Energetische Effizienz und Barrierefreiheit

Argument 2: Die energetische Effizienz ist bei einer Kernsanierung immer und dauerhaft schlechter, weil eine Dämmung der wiederverwendeten konstruktiven Teile wie Schwimmerbecken und Kelleraußenwände nicht erfolgen kann. Daraus ergeben sich dauerhaft Wärmeverluste.

Dazu sagt Blass: Bei einer Sanierung muss ich das Gleiche tun wie bei einem Neubau. Beide unterliegen gleichermaßen der Energieeinsparverordnung und sind daher absolut gleichwertig. Das Gebäude darf bei einer Sanierung in der Bilanz nicht mehr Energie verbrauchen als bei einem Neubau. Deshalb wird bei der Sanierung auch wesentlich mehr Wärmedämmung in die Decken und Wände gesteckt. Ich muss daher bei der Sanierung in diesem Punkt mehr Geld ausgeben als bei einem Neubau, das aber in den 1,8 Millionen Euro eingepreist ist.

Argument 3: Die notwendige Barrierefreiheit lässt sich bei einer Kernsanierung nur sehr aufwendig darstellen. Eine suboptimale An- und Zuordnung der Räumlichkeiten bleibt ein Problem.

Dazu sagt Blass: Der bei einer Sanierung erforderliche Anbau für Behinderte kann nicht so optimal zu den Anwendungsbereichen platziert werden wie in einem Neubau. Bei Barrierefreiheit sprechen wir heute von Menschen mit Einschränkungen, bei denen zum Beispiel die Seh- oder Hörfähigkeit nicht im vollen Umfang vorhanden ist, und nicht mehr nur vom klassischen Rollstuhlfahrer. Das kann man in einem Neubau alles sehr gut umsetzen. Man sollte überlegen, dass dies zukünftig ein wichtiges Kriterium ist.

Das Gutachten ist nicht schlecht, aber unvollständig

Argument 4: Bei einer Kernsanierung ist man an die Gebäudekubatur und an die Grundrissstrukturen gebunden. Geräte- und Vereinsräume sowie Personal- und Sozialräume könnten zwar zusätzlich angebaut werden, allerdings nur durch Anbau an suboptimaler Stelle.

Dazu sagt Blass: Bei diesem Punkt gilt im Prinzip dasselbe wie bei der Barrierefreiheit.

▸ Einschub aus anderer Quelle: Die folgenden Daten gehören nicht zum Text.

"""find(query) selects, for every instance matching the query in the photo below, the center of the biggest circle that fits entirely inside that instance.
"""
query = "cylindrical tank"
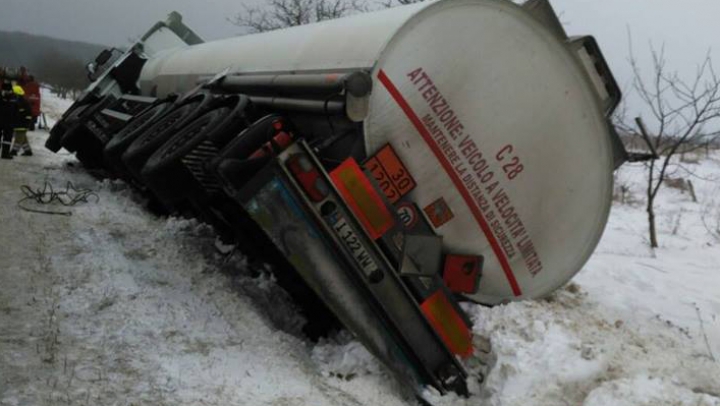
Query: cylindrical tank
(492, 112)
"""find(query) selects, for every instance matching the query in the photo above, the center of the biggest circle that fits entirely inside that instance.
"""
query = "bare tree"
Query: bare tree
(683, 114)
(66, 74)
(278, 14)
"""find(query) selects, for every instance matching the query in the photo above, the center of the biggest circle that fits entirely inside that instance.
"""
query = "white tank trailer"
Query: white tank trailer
(489, 105)
(428, 135)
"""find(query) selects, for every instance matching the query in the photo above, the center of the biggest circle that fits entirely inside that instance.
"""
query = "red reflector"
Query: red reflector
(448, 324)
(361, 197)
(462, 273)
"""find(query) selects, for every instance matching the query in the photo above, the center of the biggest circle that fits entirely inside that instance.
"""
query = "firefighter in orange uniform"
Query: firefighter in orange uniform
(23, 118)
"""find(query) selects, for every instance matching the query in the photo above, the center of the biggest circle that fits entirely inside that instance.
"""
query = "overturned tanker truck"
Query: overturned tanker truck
(390, 164)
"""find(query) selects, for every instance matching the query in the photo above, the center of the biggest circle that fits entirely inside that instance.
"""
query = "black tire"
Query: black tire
(79, 134)
(137, 154)
(54, 141)
(118, 144)
(176, 171)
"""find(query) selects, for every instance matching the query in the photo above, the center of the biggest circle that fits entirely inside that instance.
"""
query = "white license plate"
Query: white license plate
(352, 242)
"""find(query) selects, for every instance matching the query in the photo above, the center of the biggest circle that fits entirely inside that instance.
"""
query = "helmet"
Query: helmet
(18, 90)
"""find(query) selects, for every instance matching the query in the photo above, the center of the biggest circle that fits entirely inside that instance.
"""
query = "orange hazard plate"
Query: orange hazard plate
(390, 173)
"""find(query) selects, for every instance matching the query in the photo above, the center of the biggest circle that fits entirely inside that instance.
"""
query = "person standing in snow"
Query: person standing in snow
(23, 118)
(7, 115)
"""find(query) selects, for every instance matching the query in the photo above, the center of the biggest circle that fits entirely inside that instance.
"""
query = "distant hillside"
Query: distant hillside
(21, 49)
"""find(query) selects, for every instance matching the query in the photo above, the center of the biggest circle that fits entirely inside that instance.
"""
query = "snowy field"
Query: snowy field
(113, 306)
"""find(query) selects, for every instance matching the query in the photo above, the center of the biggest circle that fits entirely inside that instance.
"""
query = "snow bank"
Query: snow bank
(114, 306)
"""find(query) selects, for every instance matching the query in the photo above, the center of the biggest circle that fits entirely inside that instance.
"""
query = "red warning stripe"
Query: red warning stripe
(400, 100)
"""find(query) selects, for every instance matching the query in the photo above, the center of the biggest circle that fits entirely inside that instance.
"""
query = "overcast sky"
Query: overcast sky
(688, 28)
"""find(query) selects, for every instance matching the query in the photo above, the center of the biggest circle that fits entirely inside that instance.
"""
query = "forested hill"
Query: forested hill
(33, 51)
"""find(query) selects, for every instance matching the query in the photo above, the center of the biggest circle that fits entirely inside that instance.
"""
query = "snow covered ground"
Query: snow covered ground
(113, 306)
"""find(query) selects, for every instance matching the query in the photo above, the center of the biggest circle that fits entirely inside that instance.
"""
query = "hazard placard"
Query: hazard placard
(390, 174)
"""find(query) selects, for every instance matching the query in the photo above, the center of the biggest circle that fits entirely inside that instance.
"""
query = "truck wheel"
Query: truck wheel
(78, 134)
(176, 171)
(118, 144)
(54, 141)
(137, 154)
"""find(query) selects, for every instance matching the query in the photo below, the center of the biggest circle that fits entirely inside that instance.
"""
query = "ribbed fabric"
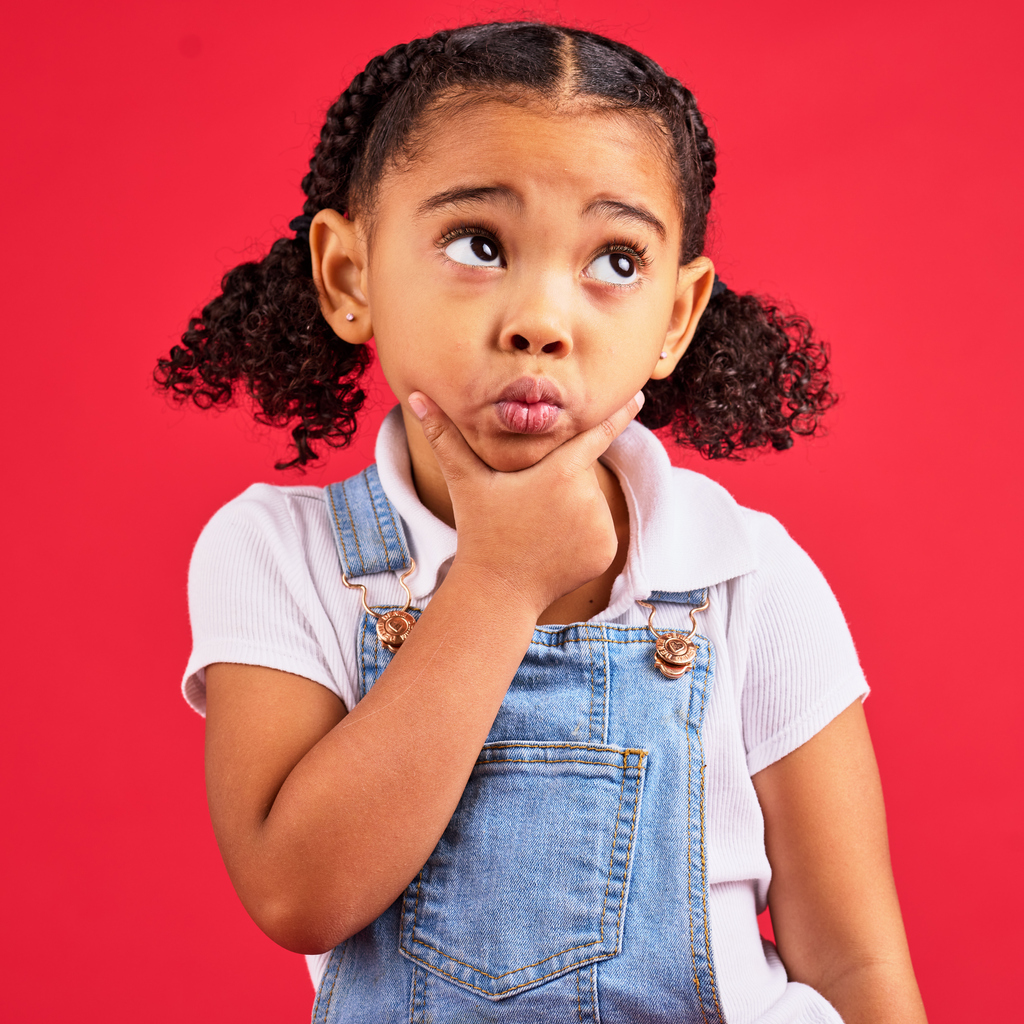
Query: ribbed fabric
(264, 588)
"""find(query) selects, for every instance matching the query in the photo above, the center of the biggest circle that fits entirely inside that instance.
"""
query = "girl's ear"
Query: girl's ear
(692, 294)
(339, 259)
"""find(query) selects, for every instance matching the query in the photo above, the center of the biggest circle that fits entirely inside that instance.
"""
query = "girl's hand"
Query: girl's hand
(536, 534)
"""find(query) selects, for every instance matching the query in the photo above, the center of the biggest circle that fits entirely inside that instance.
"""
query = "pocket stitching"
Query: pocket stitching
(640, 755)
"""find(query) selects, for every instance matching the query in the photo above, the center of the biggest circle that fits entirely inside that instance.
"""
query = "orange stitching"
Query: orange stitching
(625, 768)
(355, 532)
(704, 858)
(337, 522)
(543, 761)
(524, 744)
(416, 980)
(629, 849)
(334, 981)
(614, 837)
(373, 505)
(479, 988)
(498, 977)
(689, 851)
(590, 720)
(390, 514)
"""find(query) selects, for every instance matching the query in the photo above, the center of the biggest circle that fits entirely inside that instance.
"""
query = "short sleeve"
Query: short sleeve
(802, 667)
(252, 598)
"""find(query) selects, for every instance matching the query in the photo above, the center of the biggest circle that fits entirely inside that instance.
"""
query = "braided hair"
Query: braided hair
(752, 377)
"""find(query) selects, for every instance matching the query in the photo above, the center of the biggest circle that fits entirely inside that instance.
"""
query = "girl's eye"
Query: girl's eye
(614, 268)
(474, 250)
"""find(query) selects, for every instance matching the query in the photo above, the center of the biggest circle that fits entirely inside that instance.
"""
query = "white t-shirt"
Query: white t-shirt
(264, 588)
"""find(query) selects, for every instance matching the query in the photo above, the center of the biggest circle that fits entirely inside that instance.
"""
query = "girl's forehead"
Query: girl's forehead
(537, 151)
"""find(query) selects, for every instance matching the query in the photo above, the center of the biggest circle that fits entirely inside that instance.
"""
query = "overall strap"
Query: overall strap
(692, 597)
(367, 528)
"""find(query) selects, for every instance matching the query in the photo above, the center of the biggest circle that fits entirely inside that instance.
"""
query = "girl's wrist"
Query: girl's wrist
(498, 595)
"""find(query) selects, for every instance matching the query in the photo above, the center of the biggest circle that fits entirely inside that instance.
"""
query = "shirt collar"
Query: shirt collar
(686, 531)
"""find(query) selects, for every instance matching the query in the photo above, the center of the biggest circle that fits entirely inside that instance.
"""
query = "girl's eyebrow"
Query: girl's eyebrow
(468, 196)
(624, 211)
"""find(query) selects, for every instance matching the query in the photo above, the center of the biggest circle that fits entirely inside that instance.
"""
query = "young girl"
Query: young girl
(460, 807)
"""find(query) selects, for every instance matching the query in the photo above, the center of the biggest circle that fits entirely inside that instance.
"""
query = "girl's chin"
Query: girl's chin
(510, 453)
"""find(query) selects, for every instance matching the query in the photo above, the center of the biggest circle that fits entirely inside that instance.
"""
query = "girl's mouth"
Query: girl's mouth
(528, 406)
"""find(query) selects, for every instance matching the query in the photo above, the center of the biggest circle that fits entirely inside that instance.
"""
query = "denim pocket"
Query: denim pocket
(530, 878)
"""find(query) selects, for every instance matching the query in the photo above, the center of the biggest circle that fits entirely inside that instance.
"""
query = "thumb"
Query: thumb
(583, 451)
(454, 455)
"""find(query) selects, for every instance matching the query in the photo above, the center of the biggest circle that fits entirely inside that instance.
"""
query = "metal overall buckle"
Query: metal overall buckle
(674, 651)
(392, 627)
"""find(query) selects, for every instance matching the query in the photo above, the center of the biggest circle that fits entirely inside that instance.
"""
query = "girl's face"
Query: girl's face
(523, 272)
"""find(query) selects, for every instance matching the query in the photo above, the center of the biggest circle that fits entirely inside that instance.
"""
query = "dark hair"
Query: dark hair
(752, 376)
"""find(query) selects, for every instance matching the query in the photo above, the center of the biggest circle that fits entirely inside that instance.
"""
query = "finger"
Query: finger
(583, 451)
(452, 451)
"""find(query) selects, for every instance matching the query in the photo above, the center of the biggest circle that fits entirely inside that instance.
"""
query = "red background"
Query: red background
(869, 171)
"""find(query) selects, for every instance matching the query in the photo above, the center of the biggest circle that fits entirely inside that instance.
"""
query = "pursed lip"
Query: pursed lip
(529, 406)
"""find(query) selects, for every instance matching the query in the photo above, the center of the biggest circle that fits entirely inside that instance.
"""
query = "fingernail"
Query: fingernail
(417, 404)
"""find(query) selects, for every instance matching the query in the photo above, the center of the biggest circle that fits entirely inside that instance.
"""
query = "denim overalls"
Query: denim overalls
(570, 884)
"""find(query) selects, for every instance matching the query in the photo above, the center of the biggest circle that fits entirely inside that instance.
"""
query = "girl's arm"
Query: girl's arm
(833, 899)
(324, 817)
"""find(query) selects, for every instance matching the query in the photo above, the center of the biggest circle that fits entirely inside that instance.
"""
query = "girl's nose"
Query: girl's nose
(541, 326)
(557, 347)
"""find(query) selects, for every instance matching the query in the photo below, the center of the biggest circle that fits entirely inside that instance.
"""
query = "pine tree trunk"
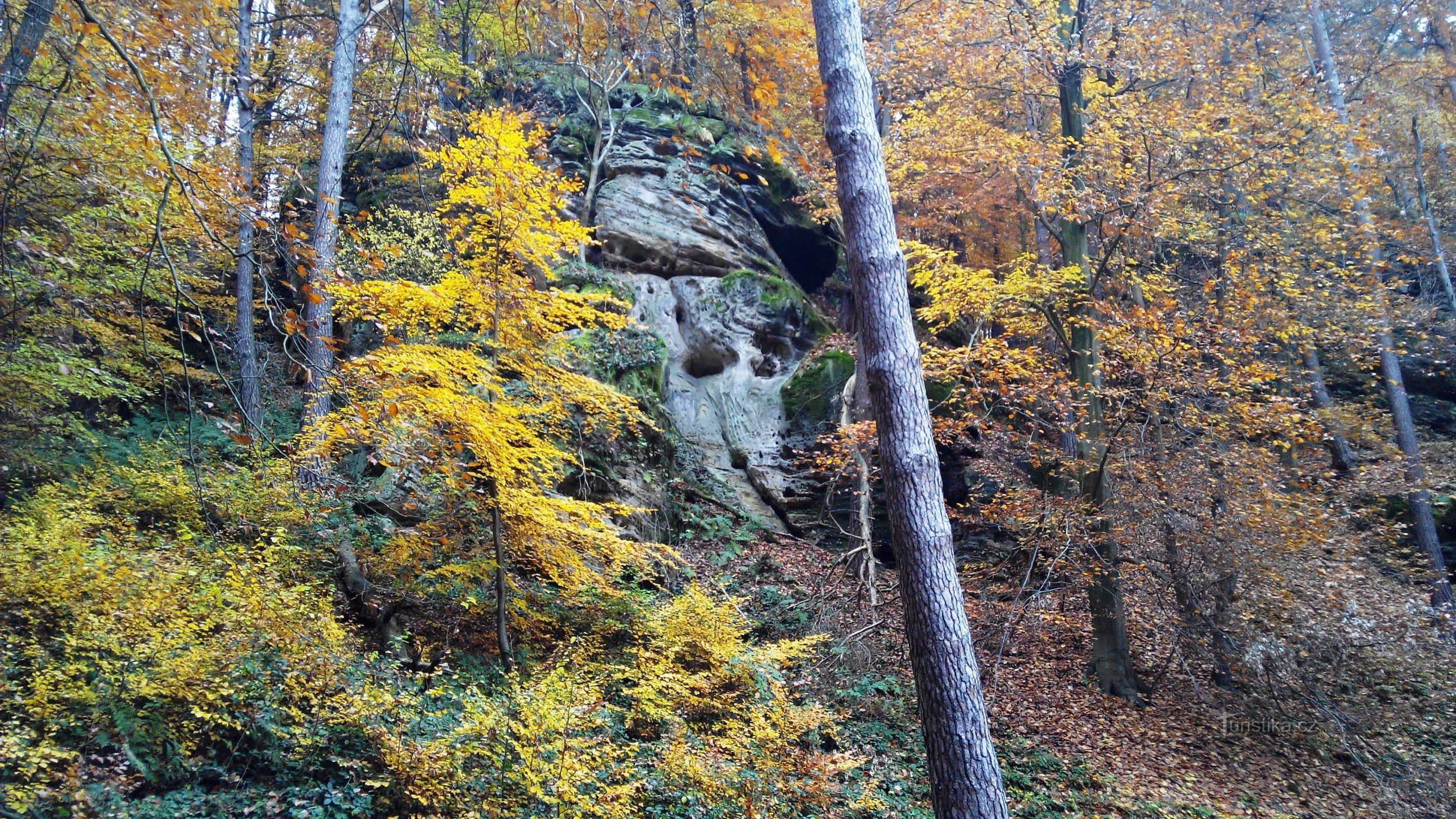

Zum Gutachten des Architekten Alfons Tamburro, das der Förderverein „Rettet unsere Lemmerzbäder“ vor einigen Jahren finanziert hatte und das zu viel geringeren Sanierungskosten kam, sagt Blass: Das Gutachten ist nicht schlecht, aber unvollständig. Meine Aufgabe war es, eine Vergleichbarkeit von Neubau und Sanierung herzustellen. Beim Tamburro-Gutachten fällt mir als Vergleich ein Auto ein. Ich erneuere den Zahnriemen, demnächst ist aber auch die Wasserpumpe fällig.